My sister and I were orphans in South Korea. We were adopted together by my parents. Originally, the adoption agency only wanted my parents to take my sister, because I was born with a heart defect. Why would an American couple want a flawed baby, when there were so many healthy children available? My parents fought and fought to adopt the two of us together. Finally, they were successful.
We arrived in the U.S. in February. My sister had just turned three, and I was fifteen months. We were malnourished, had scabies, eczema, and all other kinds of medical issues. They all cleared up, save for the bum heart. The doctors wanted to wait until I was forty pounds before they operated on it, but I was such a scrawny kid that my mother feared I would never reach that weight. So when I was four, they scheduled the surgery. The doctors patched up a hole in the septum, and repaired a faulty valve. The surgery left a scar on my chest, making me a member of the “zipper club.” Some of my earliest memories are from my days in the hospital. My parents had the support of all their friends and family during that time.
Which brings me to these cookies. One of my mother’s friends silk screened a shirt for me. It had a picture of a smiley-faced heart with a little bandage on it. It was one of a kind. It was my favorite when I was little. That shirt made me feel special. My mom saved it for me, along with the clothes I wore when I arrived from South Korea. The below picture is the only one I could find of me wearing the shirt. I was post-surgery, still in the hospital. You can see the bandage from the suture peeking out.
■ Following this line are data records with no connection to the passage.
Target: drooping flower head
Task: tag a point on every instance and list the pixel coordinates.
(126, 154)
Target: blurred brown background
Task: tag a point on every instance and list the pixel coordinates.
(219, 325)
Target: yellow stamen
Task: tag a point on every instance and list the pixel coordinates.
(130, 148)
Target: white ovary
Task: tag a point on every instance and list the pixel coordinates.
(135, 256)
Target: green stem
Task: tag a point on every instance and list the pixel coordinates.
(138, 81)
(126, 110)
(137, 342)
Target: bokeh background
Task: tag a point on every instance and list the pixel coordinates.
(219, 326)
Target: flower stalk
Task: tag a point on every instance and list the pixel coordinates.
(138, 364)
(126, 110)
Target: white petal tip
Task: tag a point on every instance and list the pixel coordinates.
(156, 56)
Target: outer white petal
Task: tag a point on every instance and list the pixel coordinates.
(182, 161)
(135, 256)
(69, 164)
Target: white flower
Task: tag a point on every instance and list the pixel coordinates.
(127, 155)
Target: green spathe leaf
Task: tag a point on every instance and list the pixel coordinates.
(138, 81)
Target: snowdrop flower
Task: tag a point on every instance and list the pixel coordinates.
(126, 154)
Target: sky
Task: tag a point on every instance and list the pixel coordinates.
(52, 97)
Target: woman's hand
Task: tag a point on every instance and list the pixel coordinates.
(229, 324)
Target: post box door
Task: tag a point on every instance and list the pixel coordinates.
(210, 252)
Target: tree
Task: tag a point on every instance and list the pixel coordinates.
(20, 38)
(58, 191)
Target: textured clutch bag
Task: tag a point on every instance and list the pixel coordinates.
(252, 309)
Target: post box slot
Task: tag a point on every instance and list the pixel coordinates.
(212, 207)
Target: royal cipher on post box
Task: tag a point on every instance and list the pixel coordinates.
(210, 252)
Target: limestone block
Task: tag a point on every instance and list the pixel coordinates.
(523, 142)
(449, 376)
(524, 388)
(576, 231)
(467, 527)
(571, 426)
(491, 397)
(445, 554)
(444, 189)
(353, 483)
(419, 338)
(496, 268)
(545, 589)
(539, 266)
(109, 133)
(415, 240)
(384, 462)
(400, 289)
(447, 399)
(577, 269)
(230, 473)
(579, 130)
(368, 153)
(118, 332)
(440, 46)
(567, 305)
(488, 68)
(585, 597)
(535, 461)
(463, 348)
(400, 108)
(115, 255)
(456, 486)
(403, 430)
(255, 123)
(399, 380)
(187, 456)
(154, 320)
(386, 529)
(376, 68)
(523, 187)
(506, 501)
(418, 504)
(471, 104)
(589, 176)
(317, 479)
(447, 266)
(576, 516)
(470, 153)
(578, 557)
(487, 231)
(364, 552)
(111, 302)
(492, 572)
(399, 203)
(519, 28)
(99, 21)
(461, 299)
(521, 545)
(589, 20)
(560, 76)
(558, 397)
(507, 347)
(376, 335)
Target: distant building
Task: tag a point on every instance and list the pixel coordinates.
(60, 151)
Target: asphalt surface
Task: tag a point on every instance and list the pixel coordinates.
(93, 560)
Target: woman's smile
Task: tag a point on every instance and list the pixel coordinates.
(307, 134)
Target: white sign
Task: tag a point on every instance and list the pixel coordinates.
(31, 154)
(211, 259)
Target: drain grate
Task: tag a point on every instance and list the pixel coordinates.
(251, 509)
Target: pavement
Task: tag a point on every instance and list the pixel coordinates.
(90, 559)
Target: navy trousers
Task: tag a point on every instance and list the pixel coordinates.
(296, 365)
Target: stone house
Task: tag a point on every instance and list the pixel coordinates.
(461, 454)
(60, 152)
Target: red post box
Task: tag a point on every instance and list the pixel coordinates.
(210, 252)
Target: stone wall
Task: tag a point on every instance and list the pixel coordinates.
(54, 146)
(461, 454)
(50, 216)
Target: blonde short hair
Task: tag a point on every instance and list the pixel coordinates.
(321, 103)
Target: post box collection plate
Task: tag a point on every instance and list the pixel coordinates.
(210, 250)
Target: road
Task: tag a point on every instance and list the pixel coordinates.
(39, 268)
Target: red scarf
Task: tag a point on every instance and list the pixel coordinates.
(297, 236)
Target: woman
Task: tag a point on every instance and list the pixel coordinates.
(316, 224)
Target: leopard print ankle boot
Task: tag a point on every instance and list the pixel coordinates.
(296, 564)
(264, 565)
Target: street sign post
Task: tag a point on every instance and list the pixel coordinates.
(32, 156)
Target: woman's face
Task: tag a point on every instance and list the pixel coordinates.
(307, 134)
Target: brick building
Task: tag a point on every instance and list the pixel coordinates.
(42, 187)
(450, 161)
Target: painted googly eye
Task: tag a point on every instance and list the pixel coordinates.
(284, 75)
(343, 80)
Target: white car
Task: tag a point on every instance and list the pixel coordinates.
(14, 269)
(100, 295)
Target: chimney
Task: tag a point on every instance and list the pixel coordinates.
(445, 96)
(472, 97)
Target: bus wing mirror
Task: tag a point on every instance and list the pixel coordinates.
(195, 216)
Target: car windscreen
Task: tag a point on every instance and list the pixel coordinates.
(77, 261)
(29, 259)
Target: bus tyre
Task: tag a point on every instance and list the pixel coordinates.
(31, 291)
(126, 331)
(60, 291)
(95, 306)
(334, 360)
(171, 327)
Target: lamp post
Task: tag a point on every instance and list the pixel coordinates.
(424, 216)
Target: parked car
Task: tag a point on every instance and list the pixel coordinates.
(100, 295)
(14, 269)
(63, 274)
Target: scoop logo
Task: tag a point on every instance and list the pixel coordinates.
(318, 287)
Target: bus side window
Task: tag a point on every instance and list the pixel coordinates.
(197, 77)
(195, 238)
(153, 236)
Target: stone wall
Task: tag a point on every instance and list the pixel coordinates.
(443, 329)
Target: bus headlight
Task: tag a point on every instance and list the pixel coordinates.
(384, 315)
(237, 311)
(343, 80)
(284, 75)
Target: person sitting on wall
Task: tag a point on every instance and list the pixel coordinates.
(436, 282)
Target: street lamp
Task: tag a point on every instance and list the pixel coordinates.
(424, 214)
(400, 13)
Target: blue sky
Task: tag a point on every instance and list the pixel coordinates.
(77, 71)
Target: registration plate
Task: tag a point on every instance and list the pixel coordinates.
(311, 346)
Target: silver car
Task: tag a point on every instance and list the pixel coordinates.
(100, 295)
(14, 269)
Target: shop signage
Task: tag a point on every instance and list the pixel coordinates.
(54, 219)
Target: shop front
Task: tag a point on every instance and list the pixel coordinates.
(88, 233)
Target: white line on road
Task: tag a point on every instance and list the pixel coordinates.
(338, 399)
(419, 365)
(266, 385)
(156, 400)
My son is just a bit older than I was in that picture. He’s modeling the shirt in the picture on the right. He calls it the “old heart shirt that you wore when you were little.”
Every time I look at this shirt, I remember what an active childhood I had, full of running around outside, climbing trees, playing tag with the neighbors. All these things that I would not have been able to do had I not had that heart surgery. Had I not been chosen by parents who wouldn’t give up their fight to adopt a child that no one wanted.
So on this Valentine’s Day, I share with you the love that enabled me to live. My heart has been broken many times since, but it always emerged mended and strong.